Всякий раз, когда Антон видел кирпич или слово «кирпич», он вспоминал Ваську Гагина, который это слово писал так: кердпич. Слово исчерчивалось красными чернилами, выводилось на доске. Васька всматривался, вытягивал шею, шевелил губами. А потом писал: «керьпичь». Когда учительница поправляла: падежи не «костьвенные», а косвенные, – Васька подозрительно хмурил брови, ибо твёрдо был уверен, что названье это происходит от слова «кость»; Клавдия Петровна в конце концов махнула рукой. Написать правильно «чеснок» его нельзя было заставить никакими человеческими усилиями – другие, более мощные силы водили его пером и заставляли снова и снова догадливо вставлять лишнюю букву и предупредительно озвончать окончание: «честног».
Из своего орфографического опыта он сделал незыблемый вывод: в русском языке все слова пишутся не так, как произносятся, причём как можно дальше от реального звучания. Все исключения, непроизносимые согласные, звонкие на месте произносимых глухих, безударные гласные – всё это бултыхалось в его голове, как вода в неполном бочонке, который везут по ухабам, и выплёскивалось с неожиданной силой.

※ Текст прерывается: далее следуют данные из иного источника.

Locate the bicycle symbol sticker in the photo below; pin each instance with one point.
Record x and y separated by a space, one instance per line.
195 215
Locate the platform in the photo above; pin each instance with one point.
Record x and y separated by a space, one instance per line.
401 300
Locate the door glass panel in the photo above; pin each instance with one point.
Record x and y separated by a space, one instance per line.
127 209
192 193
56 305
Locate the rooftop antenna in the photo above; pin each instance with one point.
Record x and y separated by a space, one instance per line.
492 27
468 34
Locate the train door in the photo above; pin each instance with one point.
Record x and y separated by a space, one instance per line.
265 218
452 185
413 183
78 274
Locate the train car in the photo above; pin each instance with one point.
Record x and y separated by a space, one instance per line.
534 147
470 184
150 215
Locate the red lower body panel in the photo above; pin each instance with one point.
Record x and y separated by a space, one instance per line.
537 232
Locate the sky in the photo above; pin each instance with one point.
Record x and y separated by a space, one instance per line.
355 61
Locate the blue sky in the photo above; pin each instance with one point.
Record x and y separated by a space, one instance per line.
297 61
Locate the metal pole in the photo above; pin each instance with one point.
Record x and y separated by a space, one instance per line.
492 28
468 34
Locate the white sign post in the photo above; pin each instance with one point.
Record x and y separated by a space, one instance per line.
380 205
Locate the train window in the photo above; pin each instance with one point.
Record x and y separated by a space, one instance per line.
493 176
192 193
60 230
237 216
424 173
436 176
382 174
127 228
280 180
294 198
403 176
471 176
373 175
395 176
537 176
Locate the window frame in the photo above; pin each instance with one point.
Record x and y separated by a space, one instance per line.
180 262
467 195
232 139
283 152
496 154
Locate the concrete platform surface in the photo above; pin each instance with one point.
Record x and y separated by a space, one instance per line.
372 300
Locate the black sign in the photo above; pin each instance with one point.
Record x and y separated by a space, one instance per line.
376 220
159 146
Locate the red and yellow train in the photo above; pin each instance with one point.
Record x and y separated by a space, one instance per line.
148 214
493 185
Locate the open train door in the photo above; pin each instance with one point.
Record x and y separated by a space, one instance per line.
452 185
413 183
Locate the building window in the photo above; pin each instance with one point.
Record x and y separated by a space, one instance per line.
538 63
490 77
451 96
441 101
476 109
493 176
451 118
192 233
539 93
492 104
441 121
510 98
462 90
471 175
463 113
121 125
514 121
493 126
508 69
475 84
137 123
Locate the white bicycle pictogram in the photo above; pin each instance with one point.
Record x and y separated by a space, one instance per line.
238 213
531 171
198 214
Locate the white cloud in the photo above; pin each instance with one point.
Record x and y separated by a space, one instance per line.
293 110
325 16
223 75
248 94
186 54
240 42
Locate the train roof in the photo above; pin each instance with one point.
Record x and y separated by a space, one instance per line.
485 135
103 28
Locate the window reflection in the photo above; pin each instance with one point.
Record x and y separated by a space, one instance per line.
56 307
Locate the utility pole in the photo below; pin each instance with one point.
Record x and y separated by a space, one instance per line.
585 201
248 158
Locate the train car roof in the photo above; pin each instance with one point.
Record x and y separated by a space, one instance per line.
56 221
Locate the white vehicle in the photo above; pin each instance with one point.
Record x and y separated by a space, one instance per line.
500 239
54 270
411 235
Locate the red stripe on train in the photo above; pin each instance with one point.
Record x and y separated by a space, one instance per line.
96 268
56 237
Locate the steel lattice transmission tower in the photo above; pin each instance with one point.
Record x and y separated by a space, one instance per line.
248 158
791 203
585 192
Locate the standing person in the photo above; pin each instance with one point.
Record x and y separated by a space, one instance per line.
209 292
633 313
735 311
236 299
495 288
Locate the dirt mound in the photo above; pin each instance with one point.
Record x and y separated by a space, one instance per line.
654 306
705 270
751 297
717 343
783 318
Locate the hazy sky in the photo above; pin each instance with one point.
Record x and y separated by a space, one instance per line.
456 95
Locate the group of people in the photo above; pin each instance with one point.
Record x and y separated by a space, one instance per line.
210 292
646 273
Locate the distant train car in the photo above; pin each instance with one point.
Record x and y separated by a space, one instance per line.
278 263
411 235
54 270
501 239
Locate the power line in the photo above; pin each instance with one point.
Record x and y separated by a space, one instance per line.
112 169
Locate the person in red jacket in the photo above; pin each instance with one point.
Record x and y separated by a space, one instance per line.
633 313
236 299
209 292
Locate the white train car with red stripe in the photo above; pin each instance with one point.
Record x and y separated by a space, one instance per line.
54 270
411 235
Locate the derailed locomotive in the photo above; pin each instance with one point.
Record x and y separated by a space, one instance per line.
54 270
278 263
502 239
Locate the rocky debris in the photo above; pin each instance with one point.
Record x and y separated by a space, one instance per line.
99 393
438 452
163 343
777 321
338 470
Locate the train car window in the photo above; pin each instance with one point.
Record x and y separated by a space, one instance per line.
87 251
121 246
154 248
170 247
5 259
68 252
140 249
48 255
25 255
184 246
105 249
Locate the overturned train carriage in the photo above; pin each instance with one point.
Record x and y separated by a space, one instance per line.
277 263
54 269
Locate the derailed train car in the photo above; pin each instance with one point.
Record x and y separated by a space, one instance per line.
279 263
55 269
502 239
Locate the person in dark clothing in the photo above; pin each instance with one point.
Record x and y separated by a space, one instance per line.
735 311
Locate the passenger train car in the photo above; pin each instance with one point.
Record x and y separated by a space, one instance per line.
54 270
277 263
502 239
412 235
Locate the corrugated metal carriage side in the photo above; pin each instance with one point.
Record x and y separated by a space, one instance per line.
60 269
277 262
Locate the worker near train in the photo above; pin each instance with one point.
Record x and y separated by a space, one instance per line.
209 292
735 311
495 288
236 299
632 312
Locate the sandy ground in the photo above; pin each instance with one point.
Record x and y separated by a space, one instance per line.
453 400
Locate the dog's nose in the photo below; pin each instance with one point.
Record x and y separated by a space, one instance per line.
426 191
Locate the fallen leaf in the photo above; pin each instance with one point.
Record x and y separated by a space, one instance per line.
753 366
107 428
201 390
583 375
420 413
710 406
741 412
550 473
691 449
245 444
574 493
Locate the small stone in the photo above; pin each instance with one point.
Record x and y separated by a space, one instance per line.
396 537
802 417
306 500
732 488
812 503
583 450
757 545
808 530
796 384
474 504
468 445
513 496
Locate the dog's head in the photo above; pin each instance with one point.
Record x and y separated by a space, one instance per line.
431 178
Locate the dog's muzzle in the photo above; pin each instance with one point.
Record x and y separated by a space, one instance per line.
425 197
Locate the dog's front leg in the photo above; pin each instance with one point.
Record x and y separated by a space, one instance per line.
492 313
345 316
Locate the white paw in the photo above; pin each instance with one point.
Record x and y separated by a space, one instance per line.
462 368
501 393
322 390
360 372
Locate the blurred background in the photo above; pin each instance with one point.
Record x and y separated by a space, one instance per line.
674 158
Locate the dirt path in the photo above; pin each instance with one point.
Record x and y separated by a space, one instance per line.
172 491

В четвёртый класс измученная Клавдия Петровна перевела Ваську с переэкзаменовкой по русскому языку. Васькин дядька (родителей у него не было) отчесал его костылём. И пообещал повторить воспитание осенью, если Васька не перейдёт в следующий класс.
Надо было Ваську выручать. Мы стали писать с ним диктанты. Результат первого был ошеломляющим. В тексте из ста слов мой ученик сделал сто тридцать ошибок. Дед посоветовал, проработав их с Васькой, ту же диктовку повторить. Васька сделал сто сорок. Дед сказал, что за тридцать пять лет преподавания такого не видывал – даже в партшколе и на рабфаке. Мне тоже с тех пор приходилось читать разные тексты – заочников, слушателей ветеринарных курсов, китайцев, вьетнамцев, студентов с Берега Слоновой Кости, корейцев. Ничего похожего не было и близко. Думаю, и не будет. Васька был гений и, как всякий гений, был неповторим. Где, чья изощрённая фантазия додумалась бы до таких шедевров, как «пестмо», «педжаг», «зоз-тёжка»? Когда и кто бы ещё смог «абрикос» превратить в «аппрекоз»?..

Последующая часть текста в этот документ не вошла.